2. Identified potential biomarkers for finer differentiation of phytoplasma strains. We have designed PCR primers for amplification of ribosomal protein L15 (rp10), adenylate kinase (adk), methionine aminopeptidase (map), and protein translocase (secY) gene sequences. These conserved house keeping genes are more variable than 16S rRNA gene and represent potential biomarkers that will facilitate differentiation of closely related phytoplasma strains. This progress will advance work by epidemiologists and other scientists interested in identification of biologically or ecologically distinct phytoplasma strains involved in various phytoplasmal diseases. NP303 Plant Diseases; component 1, Disease Diagnosis: Detection, Identification, and Characterization of Plant Pathogens; Problem Statement: 1B Detection, Identification, Characterization, and Classification of pathogens. NP303 Plant Diseases; Component 1, Disease Diagnosis: Detection, Identification, and Characterization of Plant Pathogens; Problem Statement: 1B Detection, Identification, Characterization, and Classification of Pathogens.
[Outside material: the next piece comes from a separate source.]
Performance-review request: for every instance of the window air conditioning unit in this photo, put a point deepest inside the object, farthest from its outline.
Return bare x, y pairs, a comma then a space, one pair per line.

3. Phytoplasma genome architecture and foreign gene acquisition. We have continued our analysis of the unique phytoplasmal genome architecture that is characterized by structures that we have named sequence-variable mosaics (SVMs). We gained evidence that these structures were formed early in phytoplasma evolution -- after divergence of phytoplasmas from their acholeplasma-like ancestors but before diverse phytoplasmas evolved. Thus, we found evidence for SVMs in phytoplasmas representing diverse branches of the phytoplasma evolutionary tree, placing SVM formation at the root of phytoplasma evolution. We postulated that the size and nonrandom chromosomal distribution of SVMs could be explained by recurrent, mobile element attack targeted to specific regions in the phytoplasma chromosome, and that hyper-variable regions within the SVMs remained active as sites for horizontal acquisition of foreign genes. This scientific advance provided a fundamental basis for our subsequent discovery of the nature of mobile element(s) responsible for forming SVM and launching evolution of the phytoplasma clade. This progress will advance work by epidemiologists and other scientists interested in strain identification and characterization of phytoplasma populations in relation to host-pathogen interactions, and the evolutionary emergence of new kinds of pathogens. NP303 Plant Diseases; Component 2, Biology, Ecology, Epidemiology, and Spread of Plant Pathogens and their Relationships with Hosts; Problem Statement: Pathogen Biology, Virulence Determinants, and Genetics of the Pathogen; and Component 1, Disease Diagnosis: Detection, Identification, and Characterization of Plant Pathogens; Problem Statement: 1B Detection, Identification, Characterization, and Classification of Pathogens.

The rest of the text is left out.